UPDATE: #3 told #1 everything needs to be spit evenly, and #1 agreed. It's what's in the will and trust, so I'm not sure where the confusion was coming from, but this is a relief. There are still some questions about the details due to extenuating circumstances I won't get into here, but they have an appointment with an estate attorney next week, and I'm confident it will be worked out. Thanks for the thoughts and kind words.
I would look for for a an estate lawyer. I would also consider not splitting that property deed three way when selling if #2 has had the benefit of living there rent free for a quite some time. I would propose not making it an even split, but maybe that is me being mean. Also, is #2 going to be expected to get a job at some point?
I agree, this should be decided on now and written up so it is set.
I would look for for a an estate lawyer. I would also consider not splitting that property deed three way when selling if #2 has had the benefit of living there rent free for a quite some time. I would propose not making it an even split, but maybe that is me being mean. Also, is #2 going to be expected to get a job at some point?
I agree, this should be decided on now and written up so it is set.
Is there any reason to get a different one than the one MIL used to write her will and trust? Probably not, right?
And yes, we're also really torn about the whole equal-split issue. On one hand, we understand #2's life hasn't gone the way everyone would have liked, and #1 and #3 are much better off and don't *need* anything the way #2 does. But that's also a HUGE financial benefit. And #2 tends to take things for granted, which is annoying.
Everyone wants #2 to get a job, and I'm sure that's "the plan," but when it will happen is beyond me.
ETA: Yes, we want it figured out right away and drawn up with a formal agreement. We are just not set on doing it by the end of next week, which seems to be #1's timeline. I mean, if that works out, great; but we'd like to think it through well and not just do what #1 has proposed. That plan seems to have some holes in it.
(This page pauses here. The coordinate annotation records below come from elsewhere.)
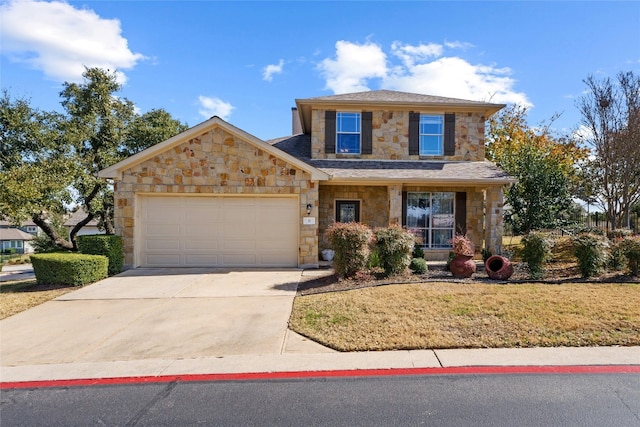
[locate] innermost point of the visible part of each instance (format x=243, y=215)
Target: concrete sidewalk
x=325, y=361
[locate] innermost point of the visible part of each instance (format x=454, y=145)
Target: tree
x=50, y=161
x=544, y=165
x=611, y=128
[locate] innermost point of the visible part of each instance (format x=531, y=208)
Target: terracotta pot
x=462, y=266
x=498, y=267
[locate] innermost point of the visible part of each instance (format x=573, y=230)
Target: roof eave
x=115, y=171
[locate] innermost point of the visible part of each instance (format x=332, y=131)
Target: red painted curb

Did MIL use an estate attorney to prepare her trust? I would start there if she did. Also, farmvillelover would likely be able to tell you what kind of attorney you may need.
Couldn't the value of the property be added to the total estate, and then #2 basically gets the property and less cash, and #1 and #3 get the cash? This way no one has to worry about rent and taxes later? #2 has a mortgage free property and can fend for himself? But then owns the property to later sell and do with what he chooses?
Did MIL use an estate attorney to prepare her trust? I would start there if she did. Also, farmvillelover would likely be able to tell you what kind of attorney you may need.
Couldn't the value of the property be added to the total estate, and then #2 basically gets the property and less cash, and #1 and #3 get the cash? This way no one has to worry about rent and taxes later? #2 has a mortgage free property and can fend for himself? But then owns the property to later sell and do with what he chooses?
Yes, so I was asking if we could use the same one. But maybe you mean we should just ask that attorney who can help. Great idea. I'm only indirectly involved, but I'll ask my husband to bring this up with #1 and #2.
Your idea is good and probably how many families would do it. It's definitely an option, but I don't think they'll go for that. There's a general belief #2 needs to get some kind of benefit, because #2 has pretty much nothing.
Is there enough money to pay off the mortgage and then split the value of the estate evenly 3 ways - 1 & 3 get cash, 2 gets property + cash? If so, that’s what I’d do.
I would split evenly three ways (cash for 1 and 3, property and less cash for 2) and be done with it. Clean break, and no opportunity for bitterness or resentment or messiness later.
I do agree formalizing it is the best way to go. I think the trust needs to pay off the property or it needs to be sold now. I would contact an elder law or estate law attorney.
I would split evenly three ways (cash for 1 and 3, property and less cash for 2) and be done with it. Clean break, and no opportunity for bitterness or resentment or messiness later.
*poof*
I'm hoping a professional might give the same advice. And if not, so be it, and any advice we receive will be professional and well-informed.
I do agree formalizing it is the best way to go. I think the trust needs to pay off the property or it needs to be sold now. I would contact an elder law or estate law attorney.
Elder law is the specialty I couldn't remember. And I failed to Google. lol
I am sorry for your loss. I imagine her estate attorney, if you know who that is, could assist you in either figuring this out or can refer you to someone with expertise in this area. Good Luck!
I do agree formalizing it is the best way to go. I think the trust needs to pay off the property or it needs to be sold now. I would contact an elder law or estate law attorney.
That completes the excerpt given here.